- Tornek in The Wild Wild West, 1966
- Born: Issy Targownik January 2, 1888 Minsk, Russian Empire (now Belarus)
- Died: February 18, 1974 (aged 86) Los Angeles County, California, U.S.
- Occupations: Film and television actor
- Spouse: Anna Tornek

= Jack Tornek =

Belarusian-born American film and television actor

Issy Targownik (January 2, 1888 – February 18, 1974) was a Belarusian-born American film and television actor.

== Life and career ==
Tornek was born in Minsk, Russian Empire. He emigrated to the United States in 1903, and served in the United States Army. He began his screen career in 1916, appearing in the film 20,000 Leagues Under the Sea. In 1920, he appeared in the film The Mark of Zorro.

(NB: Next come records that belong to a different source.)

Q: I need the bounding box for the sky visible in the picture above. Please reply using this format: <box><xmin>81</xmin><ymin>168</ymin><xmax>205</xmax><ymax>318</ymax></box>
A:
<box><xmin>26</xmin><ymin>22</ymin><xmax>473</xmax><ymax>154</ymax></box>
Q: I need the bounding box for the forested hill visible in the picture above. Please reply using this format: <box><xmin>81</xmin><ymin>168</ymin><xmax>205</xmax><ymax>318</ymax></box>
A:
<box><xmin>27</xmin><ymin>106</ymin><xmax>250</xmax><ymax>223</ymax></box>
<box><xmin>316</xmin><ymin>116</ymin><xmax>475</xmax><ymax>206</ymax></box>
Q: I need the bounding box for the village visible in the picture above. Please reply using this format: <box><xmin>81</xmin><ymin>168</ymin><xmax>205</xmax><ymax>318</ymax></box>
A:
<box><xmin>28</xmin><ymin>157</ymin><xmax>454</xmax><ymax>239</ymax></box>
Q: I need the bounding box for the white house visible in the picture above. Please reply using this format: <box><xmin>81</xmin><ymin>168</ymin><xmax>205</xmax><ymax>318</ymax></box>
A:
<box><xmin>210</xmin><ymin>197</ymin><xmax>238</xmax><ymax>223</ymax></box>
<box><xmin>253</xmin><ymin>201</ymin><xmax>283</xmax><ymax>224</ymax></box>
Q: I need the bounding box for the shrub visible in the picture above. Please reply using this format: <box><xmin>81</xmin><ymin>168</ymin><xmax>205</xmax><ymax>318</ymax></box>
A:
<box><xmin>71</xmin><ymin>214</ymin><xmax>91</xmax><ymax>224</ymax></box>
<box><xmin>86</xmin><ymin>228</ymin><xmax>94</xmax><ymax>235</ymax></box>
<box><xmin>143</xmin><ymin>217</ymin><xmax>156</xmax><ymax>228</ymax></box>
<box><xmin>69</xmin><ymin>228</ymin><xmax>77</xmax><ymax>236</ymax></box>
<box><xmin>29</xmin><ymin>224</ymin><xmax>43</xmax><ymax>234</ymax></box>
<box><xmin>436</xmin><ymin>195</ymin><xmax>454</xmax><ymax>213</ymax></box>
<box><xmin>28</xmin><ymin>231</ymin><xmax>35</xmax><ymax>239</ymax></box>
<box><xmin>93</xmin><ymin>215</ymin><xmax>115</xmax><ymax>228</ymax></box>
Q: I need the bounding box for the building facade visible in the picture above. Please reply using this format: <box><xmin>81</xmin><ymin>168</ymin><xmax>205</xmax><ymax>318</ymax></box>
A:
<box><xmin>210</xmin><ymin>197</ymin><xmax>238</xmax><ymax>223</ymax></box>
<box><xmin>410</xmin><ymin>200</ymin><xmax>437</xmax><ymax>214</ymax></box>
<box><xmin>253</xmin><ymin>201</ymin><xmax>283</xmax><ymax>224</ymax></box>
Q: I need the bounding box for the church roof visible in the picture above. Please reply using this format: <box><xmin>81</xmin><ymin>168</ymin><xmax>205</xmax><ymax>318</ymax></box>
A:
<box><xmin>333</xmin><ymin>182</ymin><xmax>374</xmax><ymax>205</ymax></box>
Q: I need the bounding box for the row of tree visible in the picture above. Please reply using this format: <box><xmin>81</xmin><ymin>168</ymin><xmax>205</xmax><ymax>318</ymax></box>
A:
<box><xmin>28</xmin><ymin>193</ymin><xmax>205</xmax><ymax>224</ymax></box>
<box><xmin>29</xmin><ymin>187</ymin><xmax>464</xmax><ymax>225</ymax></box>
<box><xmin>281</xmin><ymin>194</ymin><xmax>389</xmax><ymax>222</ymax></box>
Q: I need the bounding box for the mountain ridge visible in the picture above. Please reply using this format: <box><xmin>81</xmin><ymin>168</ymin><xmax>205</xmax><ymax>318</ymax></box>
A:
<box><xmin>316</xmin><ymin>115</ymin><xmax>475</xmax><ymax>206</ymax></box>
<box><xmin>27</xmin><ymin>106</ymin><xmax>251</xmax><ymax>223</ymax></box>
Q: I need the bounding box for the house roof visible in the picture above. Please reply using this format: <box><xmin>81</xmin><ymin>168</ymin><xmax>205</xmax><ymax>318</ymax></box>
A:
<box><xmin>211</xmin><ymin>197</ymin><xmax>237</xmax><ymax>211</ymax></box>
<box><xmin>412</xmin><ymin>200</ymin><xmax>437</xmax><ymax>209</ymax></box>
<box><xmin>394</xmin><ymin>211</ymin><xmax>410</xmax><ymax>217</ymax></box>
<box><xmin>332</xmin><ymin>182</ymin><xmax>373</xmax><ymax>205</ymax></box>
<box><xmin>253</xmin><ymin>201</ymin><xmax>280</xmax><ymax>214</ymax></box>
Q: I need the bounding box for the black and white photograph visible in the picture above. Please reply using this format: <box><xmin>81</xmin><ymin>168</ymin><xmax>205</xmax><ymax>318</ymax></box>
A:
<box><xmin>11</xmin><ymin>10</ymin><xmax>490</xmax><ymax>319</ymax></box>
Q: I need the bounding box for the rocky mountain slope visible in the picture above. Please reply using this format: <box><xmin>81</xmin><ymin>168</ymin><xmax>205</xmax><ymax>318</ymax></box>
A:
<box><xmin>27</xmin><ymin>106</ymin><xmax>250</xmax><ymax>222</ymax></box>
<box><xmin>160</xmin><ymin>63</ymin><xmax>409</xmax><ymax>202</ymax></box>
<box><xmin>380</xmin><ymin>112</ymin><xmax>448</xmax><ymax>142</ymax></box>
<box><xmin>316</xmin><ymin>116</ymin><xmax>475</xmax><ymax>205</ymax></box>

Later in his career, Tornek guest-starred in numerous television programs including Gunsmoke, Bonanza, Wagon Train, The Life and Legend of Wyatt Earp, Death Valley Days, Perry Mason, Tombstone Territory, Tales of Wells Fargo, Wanted Dead or Alive, Mr. Lucky, Have Gun – Will Travel, The Wild Wild West and Sugarfoot. He also appeared in numerous films such as West of the Pecos, Deep in the Heart of Texas, The Oklahoma Kid, The Man from Guntown, Texas Manhunt, Hang 'Em High, The Rawhide Years, Jack Slade, Requiem for a Gunfighter, The Lusty Men, Snake River Desperadoes and Bright Leaf.

Tornek retired from acting in 1969, last appearing in the film Support Your Local Sheriff!.

== Death ==
Tornek died on February 18, 1974, in Los Angeles County, California, at the age of 86.